Kevin Creagh and Steve DiMicelli of the now defunct The Point of Pittsburgh have the best tool for figuring out how much future value prospects in Baseball America’s top 100 tend to produce. Former FanGraphs writer Craig Edwards created a handy tool for calculating the value of those outside the top 100.
Let’s do some calculations, first to see how much value Rodriguez will bring to a team.
TOTAL VALUE
With the Pirates nearly at the midway point of the season, Rodriguez has been worth 1.1 fWAR. Let’s keep him on roughly that pace and have him finish with 2 WAR. Assuming he is traded closer to the July deadline rather than now, that would mean a team would be acquiring about one-third of his WAR for this year, or about 0.7.

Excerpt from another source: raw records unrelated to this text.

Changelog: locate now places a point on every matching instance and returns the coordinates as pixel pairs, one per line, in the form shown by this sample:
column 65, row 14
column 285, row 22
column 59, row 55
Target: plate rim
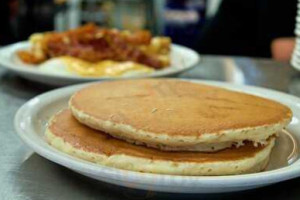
column 5, row 62
column 66, row 160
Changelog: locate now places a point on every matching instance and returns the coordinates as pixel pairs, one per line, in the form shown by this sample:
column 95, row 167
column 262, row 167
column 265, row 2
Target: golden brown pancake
column 178, row 115
column 67, row 134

The next couple years are a bit iffy. The ZiPS projection tool is usually a good benchmark, and they have Rodriguez down for 0.5 WAR in 2022 and 0.4 in 2023. If that’s how other teams value Rodriguez, I just don’t see Cherington making a deal now. The luxury of having team control is you can hang onto players until you get a deal you like. Take Joe Musgrove, for example. He was nearly dealt during the last deadline, but Cherington didn’t pull the trigger until this offseason.

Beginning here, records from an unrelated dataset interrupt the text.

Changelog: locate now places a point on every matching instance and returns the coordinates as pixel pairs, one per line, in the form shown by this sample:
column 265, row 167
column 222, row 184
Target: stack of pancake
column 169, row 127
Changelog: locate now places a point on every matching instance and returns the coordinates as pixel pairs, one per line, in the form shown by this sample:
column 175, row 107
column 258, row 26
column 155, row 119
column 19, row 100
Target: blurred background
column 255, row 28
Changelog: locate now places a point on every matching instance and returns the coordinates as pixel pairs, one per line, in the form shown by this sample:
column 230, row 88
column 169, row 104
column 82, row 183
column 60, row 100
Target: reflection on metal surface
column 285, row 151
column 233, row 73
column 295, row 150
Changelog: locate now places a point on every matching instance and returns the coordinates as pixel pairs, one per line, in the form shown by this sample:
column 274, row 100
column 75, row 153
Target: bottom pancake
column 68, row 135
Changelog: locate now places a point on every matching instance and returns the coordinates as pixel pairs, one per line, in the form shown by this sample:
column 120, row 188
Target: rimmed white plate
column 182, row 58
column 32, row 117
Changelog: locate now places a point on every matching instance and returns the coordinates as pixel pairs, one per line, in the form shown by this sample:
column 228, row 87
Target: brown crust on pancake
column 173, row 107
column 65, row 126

Those ZiPS projections are also not taking a potential two-win season into consideration. For simplicity’s sake, let’s double those projections, so he’ll be worth 1 WAR in 2022 and 0.8 in 2023. It’s still a fairly conservative prediction, but fair.

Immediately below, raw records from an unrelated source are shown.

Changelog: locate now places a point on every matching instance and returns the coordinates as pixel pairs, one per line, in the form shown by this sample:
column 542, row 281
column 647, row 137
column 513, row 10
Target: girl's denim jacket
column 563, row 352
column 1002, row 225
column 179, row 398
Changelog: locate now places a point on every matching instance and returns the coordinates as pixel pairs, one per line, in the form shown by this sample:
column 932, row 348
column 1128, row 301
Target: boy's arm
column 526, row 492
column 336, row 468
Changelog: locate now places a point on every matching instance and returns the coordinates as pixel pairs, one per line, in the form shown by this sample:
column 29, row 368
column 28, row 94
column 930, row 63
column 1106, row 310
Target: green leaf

So that’s 0.7 WAR this year, and 1.8 over the next two years, or 2.5 WAR in total. Multiply that by $9 million per win, and it’s a total value of $22.5 million.
WHAT HE COSTS
Rodriguez is making $1.7 million this year in the first of his three arbitration seasons. Assuming that he is traded close to the deadline, that means the new team will take on $0.6 million of his salary.
Going based on the research by The Point of Pittsburgh, a player traditionally makes about 40% of their open market value in their second year of arbitration and 62% in their final year. That would mean Rodriguez would make about $3.6 million in 2022 and $6.2 in 2023.
All told, that would be about $10.5 million in salary commitments for the next three years, meaning his surplus value would be $12 million. We’ll open the potential return to about $10-14 million in surplus value, giving a little wiggle room either way based on demand.
MAKE A FAKE TRADE
Just about every competitive team needs bullpen help, and Rodriguez can be either a closer or a setup man. Blue Jays general manager Ross Atkins is on the record saying he will be looking for bullpen help, and one has to imagine the Astros, Braves and White Sox are also going to try to bring in some arms this July.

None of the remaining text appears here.